9. Giovane da un po’
Dal titolo, ancora una presa di coscienza di Fulminacci, questa volta secondo un’altra suggestione. A 23 anni, Fulminacci – come molti coetanei – vive un’età di mezzo in cui si è troppo giovani per essere così vecchi mentalmente, a rischio di sembrare indesideratamente presuntuosi. Nel pezzo, da questa presa di coscienza, Filippo ringrazia però chi gli ha tramandato i valori di una volta e lo ha portato ad essere chi è adesso, un ragazzo giovane da un po’ e con tanta voglia di continuare a crescere e a scoprirsi sempre di più. Un messaggio, in questo brano, a chi ha vissuto gli anni sessanta con il sound della canzone italiana dell’epoca.
10: Le biciclette
“La mia prima canzone autobiografica al 100%”. Che dire, hai una storia d’amore meravigliosa, Filippo. Le biciclette è il capolavoro che chiude il cerchio (che vorresti non si chiudesse). La prima differenza con tutti gli altri brani, a livello tecnico, è l’assenza della chitarra di Fulminacci: ad accompagnarlo, il pianoforte. Il nuovo cantautore italiano si completa (per ora) in questo brano che strappa lacrime e voce, a furia di cantarlo a squarciagola. Non può essere spiegato a dovere, va ascoltato.
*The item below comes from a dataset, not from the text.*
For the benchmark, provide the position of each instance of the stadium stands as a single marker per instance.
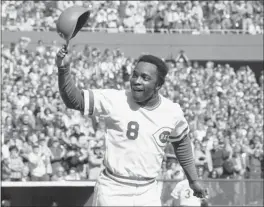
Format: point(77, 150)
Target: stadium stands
point(196, 17)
Fatta la nostra recensione, non possiamo che dirvi anche noi Tante care cose. Come ha rimarcato varie volte lo stesso autore, Fulminacci ha dedicato a tutti coloro che ascolteranno il disco tante care cose, tante suggestioni e tanti racconti che parlano di lui stesso, di altri, di tutti. Che dire: grazie Filippo. E non vediamo l’ora che venga la prossima cara cosa.
Lorenzo Gentile
(In copertina Fulminacci nel videoclip di Santa Marinella)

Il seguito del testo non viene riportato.